The core principle behind the reforms is to properly fund all schools to allow every child to receive a world class education.
The reforms would establish a national Schooling Resourcing Standard (SRS). This SRS will be set at $9,271 for every primary school student and $12,193 for every high school student.
Loadings would then be applied for disadvantaged students, to allow them to receive the extra attention they need to reach their full potential.
The current funding model entrenches inequality between the top and the bottom schools and would see the gap between them widen as our students fall further behind others in our region.
There has been a serious decline over the past decade in how we stack up against OECD nations.
For all these reasons, Julia Gillard has persevered through all the challenges to get this done.
She says education is the reason she got into politics and it is clearly something she dearly wants to accomplish.
Unfortunately, no state or territory signed up to an agreement over the $2 for $1 offer put forward by the government on Friday.
There is however nothing to suggest the states and territories have "abandoned" the reforms as The Weekend Australian stated on its front page.
There are complex and in depth discussions that need to be had over coming months and the prime minister acknowledged that when she placed a June 30 deadline on the negotiations, to allow for that to take place.
To say that because they didn't all sign on the dotted line after one meeting it's all over for reform, is nothing short of ridiculous.
South Australia, Tasmania, the ACT, New South Wales and to a lesser extent Victoria seem to be working through the issues to accommodate the reforms.

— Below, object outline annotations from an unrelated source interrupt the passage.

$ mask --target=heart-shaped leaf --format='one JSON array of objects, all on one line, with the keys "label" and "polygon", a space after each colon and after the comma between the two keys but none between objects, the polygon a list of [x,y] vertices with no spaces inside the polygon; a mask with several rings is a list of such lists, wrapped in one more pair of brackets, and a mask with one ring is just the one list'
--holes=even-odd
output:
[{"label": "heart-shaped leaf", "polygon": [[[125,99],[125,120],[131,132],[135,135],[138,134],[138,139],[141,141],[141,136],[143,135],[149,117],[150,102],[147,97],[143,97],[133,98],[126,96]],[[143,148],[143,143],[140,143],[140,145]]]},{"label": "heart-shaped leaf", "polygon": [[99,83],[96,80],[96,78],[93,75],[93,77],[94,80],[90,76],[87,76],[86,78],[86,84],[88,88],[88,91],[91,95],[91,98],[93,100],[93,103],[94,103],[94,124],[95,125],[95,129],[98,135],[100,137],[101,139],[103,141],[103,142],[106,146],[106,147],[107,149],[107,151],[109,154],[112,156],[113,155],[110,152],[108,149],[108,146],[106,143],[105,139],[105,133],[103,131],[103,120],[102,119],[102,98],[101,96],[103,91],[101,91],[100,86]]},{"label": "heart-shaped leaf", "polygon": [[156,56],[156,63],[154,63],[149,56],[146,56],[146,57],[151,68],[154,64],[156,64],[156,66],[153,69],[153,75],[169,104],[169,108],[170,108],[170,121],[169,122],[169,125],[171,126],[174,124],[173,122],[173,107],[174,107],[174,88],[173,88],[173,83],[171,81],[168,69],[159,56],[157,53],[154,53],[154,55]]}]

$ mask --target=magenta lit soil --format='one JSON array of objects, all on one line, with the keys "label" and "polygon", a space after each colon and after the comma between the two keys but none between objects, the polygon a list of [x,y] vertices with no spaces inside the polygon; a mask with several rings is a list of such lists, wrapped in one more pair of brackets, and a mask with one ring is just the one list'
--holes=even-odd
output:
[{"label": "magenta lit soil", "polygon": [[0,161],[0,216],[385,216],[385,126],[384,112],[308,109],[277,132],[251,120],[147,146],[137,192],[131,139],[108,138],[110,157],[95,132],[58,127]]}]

The states to be concerned about, as usual, are Queensland and Western Australia. Both Premier Barnett and Premier Newman seem to thrive on national attention and a battle of wills with Prime Minister Gillard, especially in this election year.
Both states refused to fund trial sites for the NDIS and both look set to severely disadvantage their people, yet again, on education.

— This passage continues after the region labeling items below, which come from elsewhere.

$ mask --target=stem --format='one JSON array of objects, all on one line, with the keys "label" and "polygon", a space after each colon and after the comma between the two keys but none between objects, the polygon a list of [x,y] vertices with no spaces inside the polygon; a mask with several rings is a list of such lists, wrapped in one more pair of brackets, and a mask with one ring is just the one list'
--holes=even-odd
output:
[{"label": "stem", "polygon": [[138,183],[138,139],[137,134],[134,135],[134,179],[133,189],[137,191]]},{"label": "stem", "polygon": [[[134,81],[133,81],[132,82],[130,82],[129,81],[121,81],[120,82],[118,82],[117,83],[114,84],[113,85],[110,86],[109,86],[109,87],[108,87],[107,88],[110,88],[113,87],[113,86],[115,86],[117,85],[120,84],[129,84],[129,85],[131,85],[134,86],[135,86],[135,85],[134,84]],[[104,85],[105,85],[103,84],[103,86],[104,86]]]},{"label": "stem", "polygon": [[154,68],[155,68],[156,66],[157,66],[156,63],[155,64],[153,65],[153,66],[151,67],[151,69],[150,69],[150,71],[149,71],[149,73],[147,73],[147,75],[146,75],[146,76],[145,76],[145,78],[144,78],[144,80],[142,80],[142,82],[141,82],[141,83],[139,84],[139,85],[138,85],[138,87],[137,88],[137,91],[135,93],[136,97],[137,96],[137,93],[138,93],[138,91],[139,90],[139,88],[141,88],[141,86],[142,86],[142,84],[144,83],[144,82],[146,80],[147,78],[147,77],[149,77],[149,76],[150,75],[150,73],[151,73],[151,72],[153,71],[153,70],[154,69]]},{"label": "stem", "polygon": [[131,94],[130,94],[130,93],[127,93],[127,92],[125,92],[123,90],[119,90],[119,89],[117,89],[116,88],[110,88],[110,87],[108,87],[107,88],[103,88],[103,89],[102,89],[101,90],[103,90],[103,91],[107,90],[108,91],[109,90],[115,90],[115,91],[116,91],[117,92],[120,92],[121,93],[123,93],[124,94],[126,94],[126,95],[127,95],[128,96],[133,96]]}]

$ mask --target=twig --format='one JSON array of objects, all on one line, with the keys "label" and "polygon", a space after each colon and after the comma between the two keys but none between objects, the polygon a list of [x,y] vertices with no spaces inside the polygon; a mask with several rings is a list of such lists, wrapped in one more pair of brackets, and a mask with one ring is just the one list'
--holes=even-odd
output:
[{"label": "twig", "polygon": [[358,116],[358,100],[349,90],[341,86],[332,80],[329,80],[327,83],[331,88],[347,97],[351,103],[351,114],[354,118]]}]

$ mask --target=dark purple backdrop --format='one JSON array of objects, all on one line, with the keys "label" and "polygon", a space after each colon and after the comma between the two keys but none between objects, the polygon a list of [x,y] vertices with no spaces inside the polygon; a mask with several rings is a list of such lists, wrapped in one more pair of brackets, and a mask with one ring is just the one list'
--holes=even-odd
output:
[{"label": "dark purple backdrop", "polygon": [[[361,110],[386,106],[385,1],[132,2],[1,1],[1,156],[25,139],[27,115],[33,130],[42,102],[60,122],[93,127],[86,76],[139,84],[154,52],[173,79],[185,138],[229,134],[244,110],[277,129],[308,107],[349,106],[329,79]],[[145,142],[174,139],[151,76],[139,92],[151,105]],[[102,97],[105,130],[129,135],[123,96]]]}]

Premier Barnett just fundamentally fails to grasp the reforms. He believes because his state is being offered the least amount of commonwealth funding it is "grossly inequitable".
In fact, if he took some time to understand what the changes are trying to achieve, he would understand the reason for that is his schools have the least room to move to achieve the desired SRS. Meaning he has, on average, the best resourced schooling system in the country.

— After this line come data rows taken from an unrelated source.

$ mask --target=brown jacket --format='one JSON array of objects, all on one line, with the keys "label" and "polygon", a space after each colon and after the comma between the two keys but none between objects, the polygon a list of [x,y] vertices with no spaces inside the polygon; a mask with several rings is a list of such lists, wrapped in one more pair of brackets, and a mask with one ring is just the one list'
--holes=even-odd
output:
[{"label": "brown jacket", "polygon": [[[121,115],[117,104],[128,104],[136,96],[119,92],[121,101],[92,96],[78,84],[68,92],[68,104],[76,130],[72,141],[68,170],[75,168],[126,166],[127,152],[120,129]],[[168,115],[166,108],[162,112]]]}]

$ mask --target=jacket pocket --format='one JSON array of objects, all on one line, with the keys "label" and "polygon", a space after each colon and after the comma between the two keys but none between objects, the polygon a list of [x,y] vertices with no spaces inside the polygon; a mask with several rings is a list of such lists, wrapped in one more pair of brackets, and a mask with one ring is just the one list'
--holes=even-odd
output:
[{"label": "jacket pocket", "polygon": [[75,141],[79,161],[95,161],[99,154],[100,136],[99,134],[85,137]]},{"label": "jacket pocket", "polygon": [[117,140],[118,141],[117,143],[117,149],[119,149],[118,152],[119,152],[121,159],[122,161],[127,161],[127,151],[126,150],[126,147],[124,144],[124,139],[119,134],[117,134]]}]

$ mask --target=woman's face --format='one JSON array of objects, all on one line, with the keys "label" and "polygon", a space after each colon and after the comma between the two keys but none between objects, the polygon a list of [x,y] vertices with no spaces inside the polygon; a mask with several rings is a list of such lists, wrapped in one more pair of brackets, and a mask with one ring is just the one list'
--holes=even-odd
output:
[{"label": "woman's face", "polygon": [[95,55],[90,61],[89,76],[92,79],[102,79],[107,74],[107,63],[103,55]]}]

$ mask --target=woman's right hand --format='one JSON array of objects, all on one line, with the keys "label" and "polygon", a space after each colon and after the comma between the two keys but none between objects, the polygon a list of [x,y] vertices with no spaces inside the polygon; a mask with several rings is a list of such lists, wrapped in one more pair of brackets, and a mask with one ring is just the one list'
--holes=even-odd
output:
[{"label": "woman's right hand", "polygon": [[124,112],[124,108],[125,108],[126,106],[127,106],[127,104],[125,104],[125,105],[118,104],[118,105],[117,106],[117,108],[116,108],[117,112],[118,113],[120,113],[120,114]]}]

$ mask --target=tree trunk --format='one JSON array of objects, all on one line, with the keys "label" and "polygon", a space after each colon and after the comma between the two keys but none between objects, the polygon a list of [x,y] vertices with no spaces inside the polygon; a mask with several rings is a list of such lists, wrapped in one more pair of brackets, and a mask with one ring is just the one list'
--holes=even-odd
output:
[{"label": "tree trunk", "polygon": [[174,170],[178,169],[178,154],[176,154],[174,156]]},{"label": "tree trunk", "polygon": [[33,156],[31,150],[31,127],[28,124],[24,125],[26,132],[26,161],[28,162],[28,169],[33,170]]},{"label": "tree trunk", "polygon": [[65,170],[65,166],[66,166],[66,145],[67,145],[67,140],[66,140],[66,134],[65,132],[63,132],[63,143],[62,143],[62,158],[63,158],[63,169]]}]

Labor is trying to create equality, not entrench inequality. A concept, given his recent contribution to the GST distribution debate, that seems to continue to elude Premier Barnett.
Premier Newman looks more likely to acquiesce after much public protest. However, given his recent form on cutting services and denying desperately needed funding to a multitude of organisation and government departments nothing would surprise me.
A poll by Seven News released yesterday showed popular support for Queensland playing its part in the changes.
Tony Abbott has made it clear he would not pursue this agenda as it is "expensive and unnecessary". A line adopted by Shadow Education Spokesperson Christopher Pyne, who prefers to talk about "teacher quality and autonomy", restoring "traditional values" and removing the "black armband" view of Australian history — nothing but empty rhetoric and ideology.
Our nation needs these changes and almost everyone but some of the most important people in the discussion seem to understand that.
Time to put the national good ahead of politics. A foreign concept for Abbott and company it seems.
I'm just hoping this time it's not too much to ask.
(Disclosure: Matthew N. Donovan is a former ALP state candidate and is a Labor Party member.)